Shares of Asana, Inc. (ASAN) plummeted 16.69% in Wednesday's intraday trading following the release of its first-quarter fiscal 2026 earnings report. The work management platform provider delivered mixed results, with an earnings beat overshadowed by a revenue miss and lowered full-year guidance, sparking concerns among investors about the company's growth trajectory.
Asana reported adjusted earnings per share of $0.05, surpassing the analyst consensus of $0.02. However, the company's revenue of $187.27 million fell short of expectations, growing only 8.59% year-over-year. This indicates a significant deceleration compared to the 26% growth rate seen in the same quarter last year. Adding to investor worries, Asana lowered its full-year revenue guidance to a range of $775 million to $790 million, down from the previous forecast of $782 million to $790 million.
The disappointing results and outlook prompted several analysts to reevaluate their stance on Asana.

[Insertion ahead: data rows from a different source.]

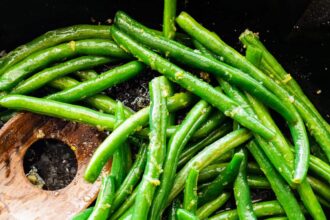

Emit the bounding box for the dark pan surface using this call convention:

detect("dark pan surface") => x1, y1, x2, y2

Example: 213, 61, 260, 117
0, 0, 330, 121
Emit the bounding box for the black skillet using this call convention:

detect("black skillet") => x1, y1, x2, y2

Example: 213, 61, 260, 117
0, 0, 330, 217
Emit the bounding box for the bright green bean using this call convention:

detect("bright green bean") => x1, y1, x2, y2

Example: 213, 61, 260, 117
178, 123, 232, 167
167, 128, 252, 204
198, 150, 244, 206
10, 56, 115, 95
177, 12, 309, 184
132, 76, 168, 220
88, 176, 115, 220
0, 25, 111, 75
183, 167, 199, 215
150, 100, 212, 219
176, 209, 199, 220
111, 26, 274, 139
196, 192, 231, 219
234, 149, 257, 220
163, 0, 176, 39
47, 61, 144, 102
0, 39, 129, 90
247, 141, 304, 219
209, 200, 285, 220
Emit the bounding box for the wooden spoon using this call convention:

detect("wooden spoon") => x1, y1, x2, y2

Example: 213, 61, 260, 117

Morgan Stanley cut its price target to $13 from $14, while BofA Global Research reduced its price objective to $21 from $23. RBC Capital maintained a Sell rating with a price target of $10. The cautious analyst sentiment, combined with signs of slowing growth and increased buyer scrutiny, particularly in the enterprise and corporate customer bases, appears to have fueled the sharp sell-off in Asana's stock.